Last night, just before Meg went to bed and afterwards when she was all tucked up safe and sound, I dipped in and out of the various programmes that were being devoted to the life and songs of Dolly Parton. Often in the progams there was a little strolling display of additional informtion, some of which I already knew but all of which is astounding. Dolly Parton was one of 12 children and she grew up in a one room shack in Tennessee and it was evident that she has not forgotten her roots as many of her songs recall such times of poverty and hardship. But there were two astounding facts that are worthy of note.
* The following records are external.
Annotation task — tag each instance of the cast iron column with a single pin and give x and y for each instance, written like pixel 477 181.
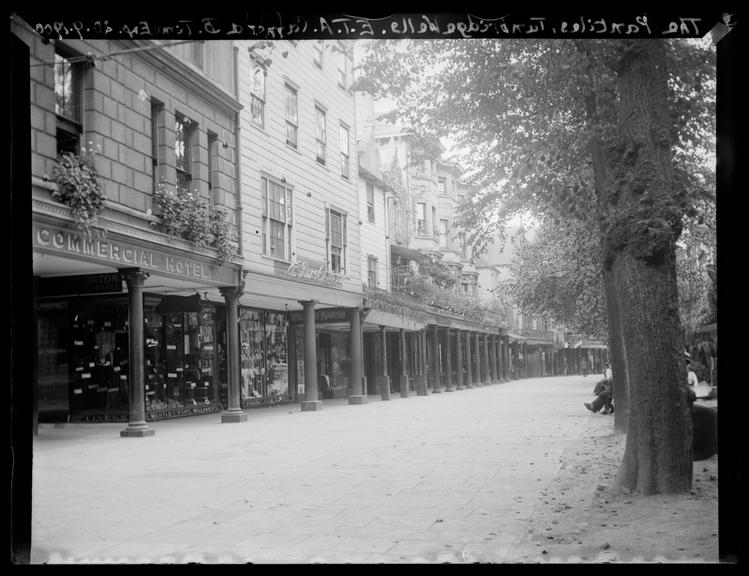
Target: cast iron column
pixel 356 396
pixel 310 402
pixel 385 386
pixel 491 358
pixel 422 359
pixel 500 360
pixel 469 360
pixel 508 374
pixel 459 361
pixel 234 413
pixel 137 427
pixel 404 365
pixel 495 356
pixel 476 360
pixel 448 362
pixel 291 361
pixel 436 384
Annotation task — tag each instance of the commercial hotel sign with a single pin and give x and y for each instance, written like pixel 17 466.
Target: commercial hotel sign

One of these is that Dolly Parton gave a donation of $1 million to help develop the Moderna vaccine to help protect against the ravages of the recent pandemic. Another astonishing fact is that Dolly Parton has tried to ensure that each child in the primary schools in her state receives one free book per year. This scheme has been extended to other parts of the USA and Canda and even the UK. The most recent estimate is that her Foundation has given away 150 million books to date. But as well as being a philanthropist, Dolly Parton has evidently proved to be one of the most astute of business women, even on one occasion, refusing Elvis Presley to provide a cover version of one of her songs.